Étant donné que toute réduction des taux de la Réserve fédérale cette année contredirait les principes de la règle de Taylor, qui plaiderait pour des hausses de taux en période de pression inflationniste, les communications de la Réserve fédérale mettront probablement l'accent sur le caractère temporaire de l'inflation supérieure à l'objectif, tout en soulignant que les effets de la demande et la hausse du chômage ont tendance à être plus durables.

Compte tenu des recettes attendues sur les droits de douane, faut-il s'attendre à des réductions d'impôts plus importantes ?

Peut-être. Au cours du week-end, le Sénat a adopté un projet de loi de finances qui rend permanente la loi sur les réductions d'impôts et les emplois (Tax Cuts and Jobs Act) et prévoit des réductions d'impôts supplémentaires pour un montant de 1 500 milliards de dollars sur 10 ans. Contrairement à un projet de loi similaire adopté par la Chambre des représentants au début de l'année, qui prévoyait une réduction des dépenses publiques de 1 500 milliards de dollars, la version du Sénat ne prévoit pas de coupes sombres dans Medicaid et d'autres programmes. Il est possible que les réductions d'impôts supplémentaires soient concentrées en début de période, mais le coût annuel moyen d'environ 150 milliards de dollars prévu par le projet de loi du Sénat ne compenserait qu'une partie des 500 à 600 milliards de dollars supplémentaires estimés par an pour les droits de douane. En d'autres termes, si la version sénatoriale du projet de loi est adoptée, les réductions d'impôts plus agressives pourraient compenser une partie de la « hausse des impôts » liée aux droits de douane, mais probablement pas la totalité. L'effet net des réductions de l'impôt sur le revenu, des subventions et des droits de douane équivaut à une taxe à la consommation ou à la valeur ajoutée appliquée de manière très inefficace.

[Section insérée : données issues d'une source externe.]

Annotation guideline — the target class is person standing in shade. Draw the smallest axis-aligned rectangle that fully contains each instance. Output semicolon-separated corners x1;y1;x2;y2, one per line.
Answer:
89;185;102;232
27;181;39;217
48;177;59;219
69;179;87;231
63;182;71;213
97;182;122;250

Dans l'ensemble, nous pensons que l'impulsion budgétaire américaine sera probablement négative à court terme, mais les déficits à long terme restent généralement préoccupants. Comme les droits de douane peuvent être réduits unilatéralement par un président à tout moment, le risque de cette combinaison est biaisé vers des déficits plus élevés au fil du temps.

Principaux enseignements pour les investisseurs

Comme nous l'expliquons dans nos Perspectives cycliques, les titres obligataires peuvent être une source de stabilité dans un contexte de volatilité des marchés. L'incertitude croissante risque de remettre en cause la surperformance des actions américaines de ces dernières années. Malgré la récente volatilité et la réévaluation des prix sur les marchés du Trésor américain et autres marchés obligataires, il existe toujours de solides arguments en faveur d'une diversification des actions américaines, dont les prix sont élevés, vers un éventail plus large d'obligations mondiales de haute qualité qui offrent des rendements de départ attrayants et un profil ajusté au risque plus favorable.